Por Federico Moreno / fmoreno@lanueva.com
Gabriela Iacovino es porteña, tiene 50 años, una hija de 6 y allá por los principios de la década del 90 se transformó, en una sociedad donde el hombre acaparaba aún más que hoy los puestos jerárquicos del mundo laboral, en la primera supervisora femenina de la multinacional Mc Donald’s a los pocos años de desembarcar en la Argentina.
Hoy, la licenciada es directora de Recursos Humanos de la cadena de supermercados Día y esta semana estuvo visitando nuestra ciudad para intercarmbiar experiencias con el grupo Mujeres Empresarias y Profesionales.

Consultada sobre el rol y el protagonismo de las mujeres en el trabajo actualmente, Iacovino sostuvo que “hoy tiene más presencia en el mundo laboral, y hasta cierto punto de su vida personal y profesional no encuentra problemas en las empresas”.
“Pero cuando empieza a tener hijos y comienza a tener prepoderancia la calidad de vida que les quiere dar, el tiempo que quiere estar en casa con ellos y el orden que quiere para su familia, es ahí donde muchas de las actividades corporativas se hacen cuesta arriba”, analizó.
Haciendo referencia a su propio caso, con su hija pequeña, Iacovino comentó: “Hace poco estábamos en una mesa de directores y de los 22 solo 2 éramos mujeres.
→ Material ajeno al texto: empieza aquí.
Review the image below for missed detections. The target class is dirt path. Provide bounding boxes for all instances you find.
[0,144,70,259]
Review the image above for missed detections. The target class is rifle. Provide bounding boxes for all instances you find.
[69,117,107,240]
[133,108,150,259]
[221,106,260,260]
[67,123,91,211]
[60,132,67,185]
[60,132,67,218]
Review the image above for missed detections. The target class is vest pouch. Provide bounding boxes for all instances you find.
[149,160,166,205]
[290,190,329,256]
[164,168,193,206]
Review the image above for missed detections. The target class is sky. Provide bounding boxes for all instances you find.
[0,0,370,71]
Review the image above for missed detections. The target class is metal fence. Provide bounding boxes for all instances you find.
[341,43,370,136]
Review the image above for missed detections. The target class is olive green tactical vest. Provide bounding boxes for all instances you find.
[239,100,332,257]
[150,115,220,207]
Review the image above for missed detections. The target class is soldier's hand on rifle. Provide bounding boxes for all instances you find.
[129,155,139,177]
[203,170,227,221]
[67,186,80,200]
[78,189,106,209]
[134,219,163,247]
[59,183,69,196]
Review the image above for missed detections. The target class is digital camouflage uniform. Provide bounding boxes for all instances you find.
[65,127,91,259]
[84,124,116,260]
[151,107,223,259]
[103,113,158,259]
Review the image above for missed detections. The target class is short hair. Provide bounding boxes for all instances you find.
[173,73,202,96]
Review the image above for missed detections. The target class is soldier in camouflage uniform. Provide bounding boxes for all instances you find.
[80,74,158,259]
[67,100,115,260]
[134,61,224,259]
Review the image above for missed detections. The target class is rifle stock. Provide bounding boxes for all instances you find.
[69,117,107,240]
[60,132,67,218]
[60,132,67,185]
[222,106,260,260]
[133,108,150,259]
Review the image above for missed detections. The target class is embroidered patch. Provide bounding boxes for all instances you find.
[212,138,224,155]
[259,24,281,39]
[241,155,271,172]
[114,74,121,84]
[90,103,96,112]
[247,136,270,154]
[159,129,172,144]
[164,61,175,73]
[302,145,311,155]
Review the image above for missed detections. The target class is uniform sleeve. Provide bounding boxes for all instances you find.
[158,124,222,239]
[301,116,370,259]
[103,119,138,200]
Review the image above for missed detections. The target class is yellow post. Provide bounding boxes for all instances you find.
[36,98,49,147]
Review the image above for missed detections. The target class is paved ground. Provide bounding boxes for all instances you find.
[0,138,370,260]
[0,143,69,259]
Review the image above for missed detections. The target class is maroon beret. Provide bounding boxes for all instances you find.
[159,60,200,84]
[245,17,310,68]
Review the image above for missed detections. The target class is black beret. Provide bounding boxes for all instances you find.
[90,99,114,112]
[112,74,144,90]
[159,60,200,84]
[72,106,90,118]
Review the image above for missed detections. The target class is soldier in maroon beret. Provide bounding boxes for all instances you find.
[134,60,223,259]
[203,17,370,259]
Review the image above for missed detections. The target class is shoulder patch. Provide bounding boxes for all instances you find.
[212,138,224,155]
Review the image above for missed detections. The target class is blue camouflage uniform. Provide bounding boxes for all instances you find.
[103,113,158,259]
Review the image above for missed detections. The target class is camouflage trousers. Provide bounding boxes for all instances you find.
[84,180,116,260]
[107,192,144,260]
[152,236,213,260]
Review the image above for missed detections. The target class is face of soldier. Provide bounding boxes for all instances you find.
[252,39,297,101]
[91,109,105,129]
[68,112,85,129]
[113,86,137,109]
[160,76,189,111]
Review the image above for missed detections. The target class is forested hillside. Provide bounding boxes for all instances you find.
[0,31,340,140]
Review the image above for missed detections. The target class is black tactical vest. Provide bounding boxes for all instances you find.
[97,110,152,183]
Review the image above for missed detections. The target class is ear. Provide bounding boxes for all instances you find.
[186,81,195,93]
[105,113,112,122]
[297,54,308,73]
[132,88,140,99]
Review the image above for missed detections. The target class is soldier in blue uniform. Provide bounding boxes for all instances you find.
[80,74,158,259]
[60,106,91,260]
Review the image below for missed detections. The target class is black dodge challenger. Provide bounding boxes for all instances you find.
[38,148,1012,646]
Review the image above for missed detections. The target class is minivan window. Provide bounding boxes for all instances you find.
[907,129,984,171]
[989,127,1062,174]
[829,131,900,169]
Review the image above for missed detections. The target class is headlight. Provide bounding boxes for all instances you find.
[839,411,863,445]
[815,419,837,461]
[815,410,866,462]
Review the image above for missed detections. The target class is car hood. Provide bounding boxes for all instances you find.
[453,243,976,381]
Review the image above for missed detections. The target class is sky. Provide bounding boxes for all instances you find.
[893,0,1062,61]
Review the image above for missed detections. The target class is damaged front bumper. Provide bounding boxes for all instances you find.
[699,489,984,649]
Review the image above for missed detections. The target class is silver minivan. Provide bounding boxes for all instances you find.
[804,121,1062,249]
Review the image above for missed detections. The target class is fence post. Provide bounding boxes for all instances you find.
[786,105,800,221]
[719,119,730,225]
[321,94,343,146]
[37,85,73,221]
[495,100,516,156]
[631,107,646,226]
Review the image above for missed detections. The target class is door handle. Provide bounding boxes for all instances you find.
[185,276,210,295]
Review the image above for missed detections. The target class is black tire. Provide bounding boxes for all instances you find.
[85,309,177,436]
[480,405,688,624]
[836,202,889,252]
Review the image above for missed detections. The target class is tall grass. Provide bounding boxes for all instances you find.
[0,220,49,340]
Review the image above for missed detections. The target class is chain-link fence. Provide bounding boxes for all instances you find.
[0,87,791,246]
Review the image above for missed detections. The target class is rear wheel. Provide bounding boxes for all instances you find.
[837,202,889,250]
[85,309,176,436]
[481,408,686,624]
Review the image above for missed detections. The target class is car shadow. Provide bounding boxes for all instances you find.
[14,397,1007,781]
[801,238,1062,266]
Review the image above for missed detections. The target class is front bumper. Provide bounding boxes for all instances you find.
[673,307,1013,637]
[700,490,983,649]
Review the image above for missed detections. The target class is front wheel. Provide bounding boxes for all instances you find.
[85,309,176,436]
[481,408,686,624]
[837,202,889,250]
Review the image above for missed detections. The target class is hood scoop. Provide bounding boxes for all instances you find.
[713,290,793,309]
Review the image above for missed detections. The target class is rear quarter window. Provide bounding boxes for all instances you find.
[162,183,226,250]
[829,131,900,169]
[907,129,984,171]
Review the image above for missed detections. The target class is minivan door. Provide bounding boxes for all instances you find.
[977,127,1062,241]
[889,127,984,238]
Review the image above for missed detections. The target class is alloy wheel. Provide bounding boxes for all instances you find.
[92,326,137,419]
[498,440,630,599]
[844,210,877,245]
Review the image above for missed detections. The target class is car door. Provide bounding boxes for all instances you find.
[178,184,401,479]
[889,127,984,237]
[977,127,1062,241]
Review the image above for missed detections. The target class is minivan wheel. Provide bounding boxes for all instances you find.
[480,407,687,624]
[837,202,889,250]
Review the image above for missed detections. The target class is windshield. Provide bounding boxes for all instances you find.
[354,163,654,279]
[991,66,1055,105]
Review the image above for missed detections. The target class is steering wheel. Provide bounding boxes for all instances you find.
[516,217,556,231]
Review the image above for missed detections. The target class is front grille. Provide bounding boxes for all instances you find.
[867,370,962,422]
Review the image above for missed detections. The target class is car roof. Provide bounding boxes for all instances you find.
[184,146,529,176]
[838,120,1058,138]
Colegas se preguntaban por qué era tal la diferencia, y yo les expliqué que para estar ahí, mi compañera y yo estábamos dejando un día de semana a las 10 de la noche a nuestros hijitos, que cuando llegáramos a casa ya iban a estar dormidos. Y así siempre, con viajes, reuniones, cenas… es algo difícil de hacer”.
“Hoy las mujeres pueden llegar mucho más alto porque trabajan a la par de los hombres, pero hay algo que siempre les va a pesar y es el tiempo que le quieren dedicar a la familia. Ahí es donde la política y las leyes tienen que allanar el terreno, flexibilizando licencias, horarios, incluso dándoles más derechos a los hombres en épocas de paternidad”, analizó Iacovino.
Inclusión en el trabajo
Los tiempos cambian, las familias hoy se componen de manera diferente que hace 50 o incluso 20 años, y las nuevas necesidades requieren de nuevas respuestas, nuevas soluciones.
De algo tan trascendental como el nacimiento de un hijo y el tiempo necesario para adaptarse a ello, a lo que puede parecer un detalle pero hace al bienestar emocional de una persona, la inclusión y la apertura mental marcan el camino del progreso.
“Ensayando una entrevista laboral ficticia con una alumna, esta me preguntó si estaba casada, a lo que le dije que sí, y luego me preguntó cuál era el nombre de mi marido. ‘¿Por qué marido? Puede ser mi mujer’, le respondí y cayó en ese error que en el 2019 ya no se puede cometer. Puede parecer un detalle pero del otro lado hay una persona que no tiene por qué sentirse incómoda. Desde la docencia se debe corregir esto, pero muchas veces los docentes no se animan a hacerlo”.